I AM A CHILD AND SHOULD BE RESPECTED



In my community one remains a child in the eyes of their parents till death comes knocking. Nobody considers your dreams, your feelings, weaknesses or strengths as factors that could be considered in your upbringing. In short parents think, decide and act for their children. This phenomenon is disturbing because many young people end up frustrated because a wrong decision was made, career chosen or education denied since they were considered non-grata in the decision making process.



Basically, parents are the alpha and omega, reason why they are either blamed or praised for their child’s conduct. What has caught my attention particularly is the domain of sexual and reproductive health rights education. As a young girl I had a crude abortion because I wanted to avoid being disowned or shouted at by my parents. What an irony? Instead of my parents who have failed in their duty of educating me to feel ashamed and apologize to me the situation would be the other way round.



Young people of today are in a worse situation. Their parents are quiet, social media exposes them to a lot of uncensored material or sexually explicit media as well as a high level of peer pressure which no one seems to notice. I find this a gross violation of their SRH rights, a basic human right that either makes or mar their future. Parenting to many means giving a child formal education, food and religious upbringing as a result see no reason for a child to misbehave or complain.

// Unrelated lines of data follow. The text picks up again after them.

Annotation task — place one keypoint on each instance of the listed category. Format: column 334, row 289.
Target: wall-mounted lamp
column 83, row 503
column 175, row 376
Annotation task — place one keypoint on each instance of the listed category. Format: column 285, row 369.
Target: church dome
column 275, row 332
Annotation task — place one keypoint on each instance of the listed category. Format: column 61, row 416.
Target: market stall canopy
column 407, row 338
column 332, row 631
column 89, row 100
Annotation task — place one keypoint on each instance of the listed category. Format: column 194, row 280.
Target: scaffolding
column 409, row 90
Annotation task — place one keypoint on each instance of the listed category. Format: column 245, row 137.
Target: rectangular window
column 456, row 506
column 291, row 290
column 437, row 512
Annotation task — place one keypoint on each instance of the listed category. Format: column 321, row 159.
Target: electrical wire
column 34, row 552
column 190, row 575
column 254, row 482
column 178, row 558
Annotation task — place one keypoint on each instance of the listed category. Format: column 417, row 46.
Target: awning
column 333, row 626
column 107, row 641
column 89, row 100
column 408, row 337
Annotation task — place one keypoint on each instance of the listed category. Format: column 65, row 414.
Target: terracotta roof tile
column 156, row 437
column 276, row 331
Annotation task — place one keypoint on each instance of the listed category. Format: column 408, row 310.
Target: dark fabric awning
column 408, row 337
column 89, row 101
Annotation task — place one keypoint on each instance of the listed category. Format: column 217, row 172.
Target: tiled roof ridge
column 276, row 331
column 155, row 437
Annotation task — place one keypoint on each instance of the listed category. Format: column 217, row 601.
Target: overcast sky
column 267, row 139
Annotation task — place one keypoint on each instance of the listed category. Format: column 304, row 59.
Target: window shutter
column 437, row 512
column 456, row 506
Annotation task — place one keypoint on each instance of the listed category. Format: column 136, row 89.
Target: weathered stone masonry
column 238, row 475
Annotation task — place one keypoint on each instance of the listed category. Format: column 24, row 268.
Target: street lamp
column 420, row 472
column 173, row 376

Following my interactions with over 600 young people I realized that many of them are trying to correct these misconceptions. They wish their parents were a little more tolerant as well as understanding towards them for they too are human beings. They say blaming them for everything will never make their parents flawless. Summing their parents’ faults the young people said there is no parent-child interaction which has elements of trust, respect, commitment and timing. As a matter of fact parents talk at them not with them.



In order to make the voices of these young people fighting for their rights heard, our organization organized a parent-child interaction platform where we had frank discussions between parents and their children. Following customs and traditions children don’t have a say or an opinion but they were able to talk. We made them understand their rights and responsibilities as well as the need for partnership between them. Considering the success registered during this forum we plan to hold many of such meetings to break this glass ceiling over the young people.



I dream of a community where we will incubate young people who want their voices heard and groom them into the great voices for change. If young people are future leaders we should break this culture of parents thinking and deciding for them by accelerating the development of their full human potentials through youth led advocacy programs.